Data structures and algorithms in JavaScript (5): Classic KMP algorithm_javascript skills
KMP algorithm and BM algorithm
KMP is a classic algorithm for prefix matching and BM suffix matching. It can be seen that the difference between prefix matching and suffix matching is only in the order of comparison
Prefix matching means: the comparison of the pattern string and the parent string is from left to right, and the movement of the pattern string is also from left to right
Suffix matching means: the comparison of the pattern string and the parent string is from right to left, and the movement of the pattern string is from left to right.
Through the previous chapter it is obvious that the BF algorithm is also a prefix algorithm, but the efficiency of one-by-one matching is very arrogant. Naturally, it is not necessary to mention O(mn). KMP, which is annoying online, explains a lot. They are basically taking the high-level route and you may be confused. I tried to use my own understanding to describe it in the most down-to-earth way
KMP
KMP is also an optimized version of the prefix algorithm. The reason why it is called KMP is the abbreviation of the three names of Knuth, Morris, and Pratt. Compared with BF, the optimization point of the KMP algorithm is "the distance of each backward movement" It will dynamically adjust the moving distance of each pattern string.
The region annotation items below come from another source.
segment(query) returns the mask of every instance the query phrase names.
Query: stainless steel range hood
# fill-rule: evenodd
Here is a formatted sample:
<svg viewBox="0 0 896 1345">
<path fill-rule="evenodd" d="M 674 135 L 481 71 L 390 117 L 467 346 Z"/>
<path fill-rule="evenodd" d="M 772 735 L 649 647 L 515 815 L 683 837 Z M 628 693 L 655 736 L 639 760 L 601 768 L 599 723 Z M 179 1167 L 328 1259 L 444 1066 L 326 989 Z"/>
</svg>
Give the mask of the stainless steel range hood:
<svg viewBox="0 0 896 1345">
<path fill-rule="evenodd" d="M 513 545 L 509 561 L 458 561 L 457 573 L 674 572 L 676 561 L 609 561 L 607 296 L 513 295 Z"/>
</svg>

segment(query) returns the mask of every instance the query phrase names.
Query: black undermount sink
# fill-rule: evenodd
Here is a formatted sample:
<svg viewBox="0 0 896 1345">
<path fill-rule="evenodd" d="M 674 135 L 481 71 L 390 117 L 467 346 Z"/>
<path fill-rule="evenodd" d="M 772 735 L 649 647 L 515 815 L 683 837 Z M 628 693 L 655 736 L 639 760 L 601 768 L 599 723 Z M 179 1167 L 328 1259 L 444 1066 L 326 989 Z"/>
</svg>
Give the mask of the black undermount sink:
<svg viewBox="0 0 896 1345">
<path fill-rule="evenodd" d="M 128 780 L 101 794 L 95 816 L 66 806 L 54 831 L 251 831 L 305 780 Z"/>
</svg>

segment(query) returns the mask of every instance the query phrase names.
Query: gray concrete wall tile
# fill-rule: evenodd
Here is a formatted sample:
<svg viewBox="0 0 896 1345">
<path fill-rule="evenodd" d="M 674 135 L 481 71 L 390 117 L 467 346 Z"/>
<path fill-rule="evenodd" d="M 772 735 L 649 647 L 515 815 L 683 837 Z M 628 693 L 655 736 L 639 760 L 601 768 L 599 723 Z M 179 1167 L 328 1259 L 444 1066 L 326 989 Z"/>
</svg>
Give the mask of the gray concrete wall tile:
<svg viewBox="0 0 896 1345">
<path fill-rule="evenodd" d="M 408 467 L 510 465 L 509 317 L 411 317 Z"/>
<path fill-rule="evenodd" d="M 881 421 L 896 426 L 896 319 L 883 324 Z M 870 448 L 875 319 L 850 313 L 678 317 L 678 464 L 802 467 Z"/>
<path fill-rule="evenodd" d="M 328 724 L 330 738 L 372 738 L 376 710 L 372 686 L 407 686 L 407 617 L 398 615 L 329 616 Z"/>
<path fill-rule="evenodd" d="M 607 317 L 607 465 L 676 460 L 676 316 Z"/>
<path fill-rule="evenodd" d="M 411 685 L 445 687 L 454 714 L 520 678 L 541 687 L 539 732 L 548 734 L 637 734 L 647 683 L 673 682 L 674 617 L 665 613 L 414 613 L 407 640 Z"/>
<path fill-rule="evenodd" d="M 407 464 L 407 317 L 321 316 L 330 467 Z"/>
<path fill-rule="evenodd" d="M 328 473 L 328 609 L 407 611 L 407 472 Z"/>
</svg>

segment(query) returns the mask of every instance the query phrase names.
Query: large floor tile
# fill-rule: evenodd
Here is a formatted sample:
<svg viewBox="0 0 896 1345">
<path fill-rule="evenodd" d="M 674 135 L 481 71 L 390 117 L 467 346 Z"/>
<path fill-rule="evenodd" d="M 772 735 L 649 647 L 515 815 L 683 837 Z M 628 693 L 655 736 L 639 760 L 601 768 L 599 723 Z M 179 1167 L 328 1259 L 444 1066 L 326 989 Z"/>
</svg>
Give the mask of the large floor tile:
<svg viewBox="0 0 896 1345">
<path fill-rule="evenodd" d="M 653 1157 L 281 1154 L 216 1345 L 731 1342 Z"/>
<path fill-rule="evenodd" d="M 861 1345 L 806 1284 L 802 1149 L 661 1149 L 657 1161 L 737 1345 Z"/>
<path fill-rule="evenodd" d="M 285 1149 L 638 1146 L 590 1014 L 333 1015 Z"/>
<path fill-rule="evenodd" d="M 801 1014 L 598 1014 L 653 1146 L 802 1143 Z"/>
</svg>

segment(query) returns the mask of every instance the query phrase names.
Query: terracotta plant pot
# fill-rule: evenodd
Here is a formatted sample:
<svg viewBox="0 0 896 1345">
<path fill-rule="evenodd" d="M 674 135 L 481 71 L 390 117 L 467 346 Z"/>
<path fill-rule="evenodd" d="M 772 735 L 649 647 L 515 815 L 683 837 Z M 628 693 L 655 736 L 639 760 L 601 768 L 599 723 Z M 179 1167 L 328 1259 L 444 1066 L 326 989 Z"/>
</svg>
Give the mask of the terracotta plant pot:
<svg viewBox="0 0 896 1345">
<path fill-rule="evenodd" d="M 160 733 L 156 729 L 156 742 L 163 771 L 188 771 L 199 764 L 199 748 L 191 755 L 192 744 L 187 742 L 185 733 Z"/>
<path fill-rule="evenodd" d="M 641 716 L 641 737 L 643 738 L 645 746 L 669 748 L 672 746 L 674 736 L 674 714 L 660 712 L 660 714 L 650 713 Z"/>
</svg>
BF is 1 every time,
Not necessarily for KMP
As shown in the figure, the difference between BF and KMP pre-algorithm is compared
I compared the pictures and found out:
Search for the pattern string P in the text string T. When it naturally matches the sixth letter c, it is found that the second level is inconsistent. Then the BF method is to move the entire pattern string P by one place, and KMP is to move it by two places. .
We know the matching method of BF, but why does KMP move two digits instead of one or three or four digits?
Let’s explain the previous picture. The pattern string P is correct when it matches ababa, and it is wrong when it matches c. Then the idea of the KMP algorithm is: ababa is correctly matched. Information, can we use this information to not move the "search position" back to the position that has been compared, but continue to move it backward, which improves efficiency.
Then the question is, how do I know how many positions to move?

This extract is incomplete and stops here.